I'm having trouble coping with mother and my family in general, and I don't know how to solve these problems or how to put a stop to this dysfunction. Any suggestions how to deal with this outside of no contact would be greatly appreciated. I'm at a loss, and I've been at a loss for my entire life. It's affecting my physical as well as mental health. Thank you for listening.
Grandparents usually play a very special role in the lives of grandchildren, often spoiling them because their responsibility in raising their own children is complete. They're able to enjoy their grandchildren because they don't have the added responsibilities they had in their parenting days. Even those who weren't particularly close to their children suddenly become doting grandparents.
Your problem is more common than you think. You should know by now you cannot control what your mother says or does, just like you cannot control what your son does. You can only control yourself. I realize this is difficult, because you want the best for your son and you want him to grow up.
Your son, for his part, is an adult and is in charge of his life. Let it go, Jane. As difficult as it is, let it go. You've done your parenting and now it's up to your son. Quit allowing this to be a wedge between you, your mother and your son. Let it go and concentrate on yourself and what YOU do.
Keep visiting your grandmother, and be pleasant and positive. Keep visiting your son and his family, and again, be pleasant and positive. Make the trips worthwhile and beneficial. Consider it a gift to yourself; otherwise you're going to be miserable. You're fighting a losing battle if you think you can single handedly stop the dysfunction. This is reality. You will benefit greatly if you read Zach's Parents Want To See Their Grandchild.
My advice is to lighten up and deal with your mom only when necessary. You will not change her, so limit contact. When you do see her, be positive and do not respond to her negativity. As far as the grandchildren are concerned, they're no dummies. Be positive and loving, and they will come to their own conclusions, no matter what someone else says.
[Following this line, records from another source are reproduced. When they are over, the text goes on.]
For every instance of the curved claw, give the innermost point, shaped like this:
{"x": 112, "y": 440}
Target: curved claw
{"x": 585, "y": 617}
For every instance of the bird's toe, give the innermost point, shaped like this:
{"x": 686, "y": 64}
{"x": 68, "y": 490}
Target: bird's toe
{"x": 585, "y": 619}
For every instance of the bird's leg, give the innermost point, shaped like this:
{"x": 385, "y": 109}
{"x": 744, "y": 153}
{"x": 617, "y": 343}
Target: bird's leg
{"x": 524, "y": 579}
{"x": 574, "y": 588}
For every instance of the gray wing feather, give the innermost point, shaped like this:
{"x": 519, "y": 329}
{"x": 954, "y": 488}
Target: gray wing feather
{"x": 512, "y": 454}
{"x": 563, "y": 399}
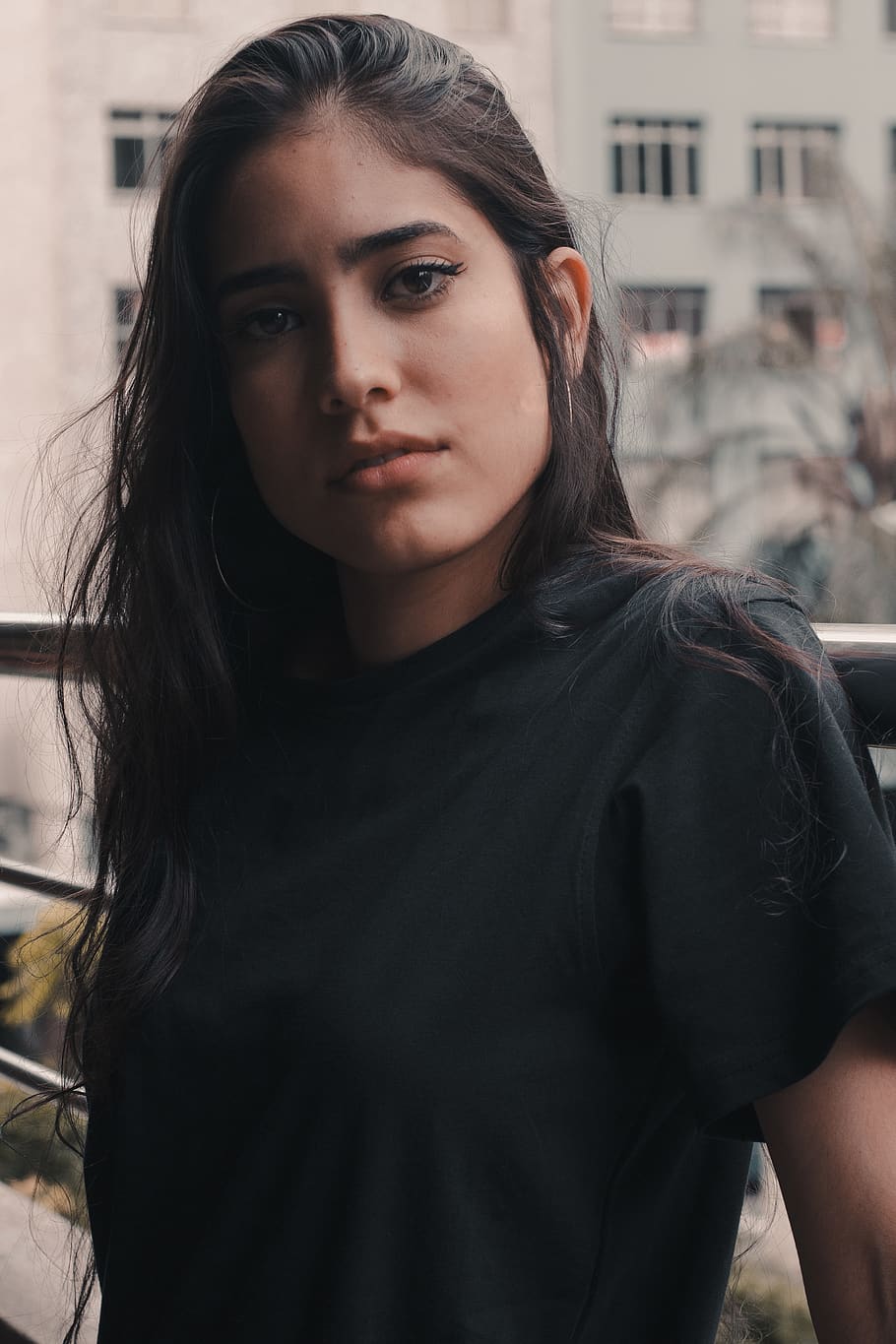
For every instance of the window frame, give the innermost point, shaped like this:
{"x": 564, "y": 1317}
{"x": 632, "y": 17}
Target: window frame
{"x": 147, "y": 126}
{"x": 672, "y": 154}
{"x": 789, "y": 8}
{"x": 125, "y": 300}
{"x": 788, "y": 150}
{"x": 618, "y": 27}
{"x": 826, "y": 308}
{"x": 461, "y": 23}
{"x": 668, "y": 302}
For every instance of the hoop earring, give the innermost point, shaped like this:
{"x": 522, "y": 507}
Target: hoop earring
{"x": 264, "y": 610}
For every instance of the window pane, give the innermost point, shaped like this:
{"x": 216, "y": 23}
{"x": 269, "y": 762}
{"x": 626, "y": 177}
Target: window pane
{"x": 128, "y": 161}
{"x": 480, "y": 15}
{"x": 792, "y": 18}
{"x": 653, "y": 15}
{"x": 147, "y": 8}
{"x": 666, "y": 171}
{"x": 656, "y": 158}
{"x": 794, "y": 161}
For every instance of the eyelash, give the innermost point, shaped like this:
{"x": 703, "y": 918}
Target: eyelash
{"x": 441, "y": 268}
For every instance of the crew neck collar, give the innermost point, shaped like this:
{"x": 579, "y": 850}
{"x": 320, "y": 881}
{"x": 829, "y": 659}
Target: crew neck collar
{"x": 403, "y": 673}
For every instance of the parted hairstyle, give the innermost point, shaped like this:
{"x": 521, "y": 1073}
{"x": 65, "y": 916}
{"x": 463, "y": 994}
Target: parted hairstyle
{"x": 162, "y": 652}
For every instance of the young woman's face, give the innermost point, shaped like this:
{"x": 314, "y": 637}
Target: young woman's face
{"x": 364, "y": 309}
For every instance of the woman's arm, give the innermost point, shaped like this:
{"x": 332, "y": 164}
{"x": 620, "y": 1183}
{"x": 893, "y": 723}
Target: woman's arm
{"x": 832, "y": 1138}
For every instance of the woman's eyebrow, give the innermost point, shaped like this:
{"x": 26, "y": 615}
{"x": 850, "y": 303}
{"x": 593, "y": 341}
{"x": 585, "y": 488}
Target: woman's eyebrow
{"x": 351, "y": 254}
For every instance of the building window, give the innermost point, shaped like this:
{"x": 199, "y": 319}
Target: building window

I suggest you tape up the Serenity Prayer somewhere where you'll see it several times a day. It is recited before every AA meeting, and you will benefit if you start living by the words:
"God grant me the serenity
to accept the things I cannot change;
courage to change the things I can;
and wisdom to know the difference."
This can be a challenge, but it is very doable if you just learn to let it go. If you have success with this, you will bring peace to your life, both physically and mentally. Good luck.